It's a good practice to disable lazy-loading in your Laravel code when running in development (or testing) mode. This will help you avoid N+1 problems.

You can easily do this by adding the following to your AppServiceProvider::boot function:

namespace App\Providers;

use Illuminate\Database\Eloquent\Model;
use Illuminate\Support\Facades\App;
use Illuminate\Support\ServiceProvider;

class AppServiceProvider extends ServiceProvider
{
    public function boot()
    {
        Model::preventLazyLoading(App::environment('local', 'testing'));
    }

    public function register()
    {
    }
}

There's one drawback though, it's all or nothing. When you are working with an existing codebase and you want to gradually fix the issues, you might need to (temporarily) disable the check for certain models and / or relations.

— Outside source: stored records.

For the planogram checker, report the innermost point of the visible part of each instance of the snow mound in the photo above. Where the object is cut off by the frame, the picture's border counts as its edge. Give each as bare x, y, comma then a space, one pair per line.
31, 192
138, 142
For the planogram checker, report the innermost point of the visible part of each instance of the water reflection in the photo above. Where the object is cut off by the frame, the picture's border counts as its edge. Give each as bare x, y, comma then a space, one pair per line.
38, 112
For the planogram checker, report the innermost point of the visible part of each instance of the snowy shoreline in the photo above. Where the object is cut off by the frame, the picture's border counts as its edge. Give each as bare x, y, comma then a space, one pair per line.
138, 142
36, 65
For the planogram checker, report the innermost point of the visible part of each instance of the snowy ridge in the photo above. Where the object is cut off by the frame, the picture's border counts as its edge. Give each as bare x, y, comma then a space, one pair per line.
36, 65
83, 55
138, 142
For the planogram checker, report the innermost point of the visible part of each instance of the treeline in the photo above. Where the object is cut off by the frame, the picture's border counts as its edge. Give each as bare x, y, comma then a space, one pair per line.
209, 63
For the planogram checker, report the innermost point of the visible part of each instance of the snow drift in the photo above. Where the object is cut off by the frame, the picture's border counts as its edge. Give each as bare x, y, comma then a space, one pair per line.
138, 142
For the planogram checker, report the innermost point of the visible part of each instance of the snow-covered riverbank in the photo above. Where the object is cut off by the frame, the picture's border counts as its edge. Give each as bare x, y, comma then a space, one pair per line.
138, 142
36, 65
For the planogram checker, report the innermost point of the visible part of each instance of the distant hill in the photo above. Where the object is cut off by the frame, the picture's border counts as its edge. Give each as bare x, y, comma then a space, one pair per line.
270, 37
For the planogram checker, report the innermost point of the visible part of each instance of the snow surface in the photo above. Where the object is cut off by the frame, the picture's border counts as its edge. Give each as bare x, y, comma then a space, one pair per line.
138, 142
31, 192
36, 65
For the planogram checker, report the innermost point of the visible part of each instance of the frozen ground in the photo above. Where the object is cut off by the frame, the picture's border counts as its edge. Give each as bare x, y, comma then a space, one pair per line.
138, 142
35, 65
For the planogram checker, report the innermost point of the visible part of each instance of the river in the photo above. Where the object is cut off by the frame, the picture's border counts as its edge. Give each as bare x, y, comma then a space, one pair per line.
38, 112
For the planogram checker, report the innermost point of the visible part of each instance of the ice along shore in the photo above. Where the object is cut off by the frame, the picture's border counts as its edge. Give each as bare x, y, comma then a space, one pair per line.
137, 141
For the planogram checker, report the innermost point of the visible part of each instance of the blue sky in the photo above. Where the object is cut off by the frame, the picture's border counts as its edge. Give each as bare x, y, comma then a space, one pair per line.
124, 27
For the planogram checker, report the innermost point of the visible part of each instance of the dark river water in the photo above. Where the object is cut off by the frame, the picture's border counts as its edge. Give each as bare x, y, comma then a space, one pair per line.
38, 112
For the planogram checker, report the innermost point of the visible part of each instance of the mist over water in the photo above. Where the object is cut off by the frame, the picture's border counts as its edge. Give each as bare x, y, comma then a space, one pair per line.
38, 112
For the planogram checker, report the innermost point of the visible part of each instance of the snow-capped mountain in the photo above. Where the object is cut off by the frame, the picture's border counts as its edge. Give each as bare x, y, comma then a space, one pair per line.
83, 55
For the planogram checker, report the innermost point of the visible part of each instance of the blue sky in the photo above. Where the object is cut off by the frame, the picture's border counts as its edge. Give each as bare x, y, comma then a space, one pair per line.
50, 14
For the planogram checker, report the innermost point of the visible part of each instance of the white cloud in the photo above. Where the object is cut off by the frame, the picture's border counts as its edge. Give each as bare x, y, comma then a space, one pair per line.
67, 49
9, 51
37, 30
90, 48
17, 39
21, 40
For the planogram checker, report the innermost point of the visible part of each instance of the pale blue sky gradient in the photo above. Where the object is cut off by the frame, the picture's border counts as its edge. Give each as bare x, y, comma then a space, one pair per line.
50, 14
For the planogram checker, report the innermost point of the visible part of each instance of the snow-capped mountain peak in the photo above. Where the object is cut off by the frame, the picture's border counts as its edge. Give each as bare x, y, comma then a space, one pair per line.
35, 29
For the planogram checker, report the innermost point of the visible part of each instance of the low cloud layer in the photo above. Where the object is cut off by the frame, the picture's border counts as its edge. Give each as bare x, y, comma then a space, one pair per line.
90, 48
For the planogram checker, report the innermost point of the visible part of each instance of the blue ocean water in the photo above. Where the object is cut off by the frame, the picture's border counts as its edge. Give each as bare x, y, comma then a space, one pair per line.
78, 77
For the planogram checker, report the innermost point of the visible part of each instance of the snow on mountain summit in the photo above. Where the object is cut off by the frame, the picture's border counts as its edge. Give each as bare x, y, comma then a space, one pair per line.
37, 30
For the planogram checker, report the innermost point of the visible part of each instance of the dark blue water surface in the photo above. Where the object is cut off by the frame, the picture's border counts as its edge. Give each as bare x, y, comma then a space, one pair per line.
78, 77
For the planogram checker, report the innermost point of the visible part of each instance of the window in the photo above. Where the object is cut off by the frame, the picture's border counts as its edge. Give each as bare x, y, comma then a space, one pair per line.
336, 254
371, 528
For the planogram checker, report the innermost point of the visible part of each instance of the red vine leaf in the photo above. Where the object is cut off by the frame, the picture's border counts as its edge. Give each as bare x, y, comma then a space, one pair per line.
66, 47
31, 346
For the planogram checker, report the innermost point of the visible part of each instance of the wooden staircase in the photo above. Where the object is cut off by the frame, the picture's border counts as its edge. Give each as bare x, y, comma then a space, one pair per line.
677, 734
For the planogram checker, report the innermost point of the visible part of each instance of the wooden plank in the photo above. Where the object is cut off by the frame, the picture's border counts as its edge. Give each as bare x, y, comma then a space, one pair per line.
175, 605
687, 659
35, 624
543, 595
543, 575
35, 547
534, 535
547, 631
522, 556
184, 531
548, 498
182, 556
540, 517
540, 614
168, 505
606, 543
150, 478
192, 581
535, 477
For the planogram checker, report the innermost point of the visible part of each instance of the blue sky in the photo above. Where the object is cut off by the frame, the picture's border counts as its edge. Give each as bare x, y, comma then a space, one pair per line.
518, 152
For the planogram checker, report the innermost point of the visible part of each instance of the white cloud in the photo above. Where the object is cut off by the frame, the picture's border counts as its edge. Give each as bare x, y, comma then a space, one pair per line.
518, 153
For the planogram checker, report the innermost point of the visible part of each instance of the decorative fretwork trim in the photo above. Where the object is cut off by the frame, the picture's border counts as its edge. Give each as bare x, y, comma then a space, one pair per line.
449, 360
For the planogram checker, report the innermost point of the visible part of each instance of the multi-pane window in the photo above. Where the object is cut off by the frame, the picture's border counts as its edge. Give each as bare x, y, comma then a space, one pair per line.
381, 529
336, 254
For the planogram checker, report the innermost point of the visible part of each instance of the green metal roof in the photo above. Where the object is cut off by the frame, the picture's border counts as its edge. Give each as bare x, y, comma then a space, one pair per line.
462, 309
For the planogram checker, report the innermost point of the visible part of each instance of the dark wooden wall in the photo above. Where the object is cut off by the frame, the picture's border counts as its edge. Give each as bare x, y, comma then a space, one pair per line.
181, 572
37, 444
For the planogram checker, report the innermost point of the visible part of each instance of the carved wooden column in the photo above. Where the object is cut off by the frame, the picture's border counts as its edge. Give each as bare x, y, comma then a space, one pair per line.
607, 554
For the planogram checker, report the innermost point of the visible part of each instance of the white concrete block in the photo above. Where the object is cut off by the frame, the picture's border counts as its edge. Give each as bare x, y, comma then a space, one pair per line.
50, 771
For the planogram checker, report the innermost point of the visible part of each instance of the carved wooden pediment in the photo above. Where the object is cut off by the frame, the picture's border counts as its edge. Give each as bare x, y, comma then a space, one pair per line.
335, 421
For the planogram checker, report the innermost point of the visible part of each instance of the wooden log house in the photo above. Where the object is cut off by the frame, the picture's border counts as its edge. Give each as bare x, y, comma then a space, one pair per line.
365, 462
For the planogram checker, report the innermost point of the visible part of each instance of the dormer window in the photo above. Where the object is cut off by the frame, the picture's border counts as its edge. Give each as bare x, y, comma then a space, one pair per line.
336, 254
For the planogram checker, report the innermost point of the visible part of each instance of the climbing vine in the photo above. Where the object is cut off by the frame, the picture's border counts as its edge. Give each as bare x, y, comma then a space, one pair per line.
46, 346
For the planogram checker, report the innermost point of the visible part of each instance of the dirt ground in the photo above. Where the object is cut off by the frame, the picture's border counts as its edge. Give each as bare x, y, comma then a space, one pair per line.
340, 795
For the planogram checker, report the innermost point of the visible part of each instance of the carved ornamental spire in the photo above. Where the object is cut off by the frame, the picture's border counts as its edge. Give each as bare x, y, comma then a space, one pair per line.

To do so, you can register a closure using Model::handleLazyLoadingViolationUsing to customize the check

namespace App\Providers;

use App\Domains\User\CompanyUser;
use Illuminate\Database\Eloquent\Model;
use Illuminate\Database\LazyLoadingViolationException;
use Illuminate\Support\ServiceProvider;
use Illuminate\Support\Facades\App;

class AppServiceProvider extends ServiceProvider
{
    public function boot()
    {
        Model::handleLazyLoadingViolationUsing(function (Model $model, string $relation): void {
            if ($model instanceof CompanyUser) {
                if ($relation === 'offices') {
                    return;
                }
            }
            throw new LazyLoadingViolationException($model, $relation);
        });

        Model::preventLazyLoading(App::environment('local', 'testing'));
    }

    public function register()
    {
    }
}

In the above example, we no longer throw the lazy-loading error when loading the offices relation on the model CompanyUser.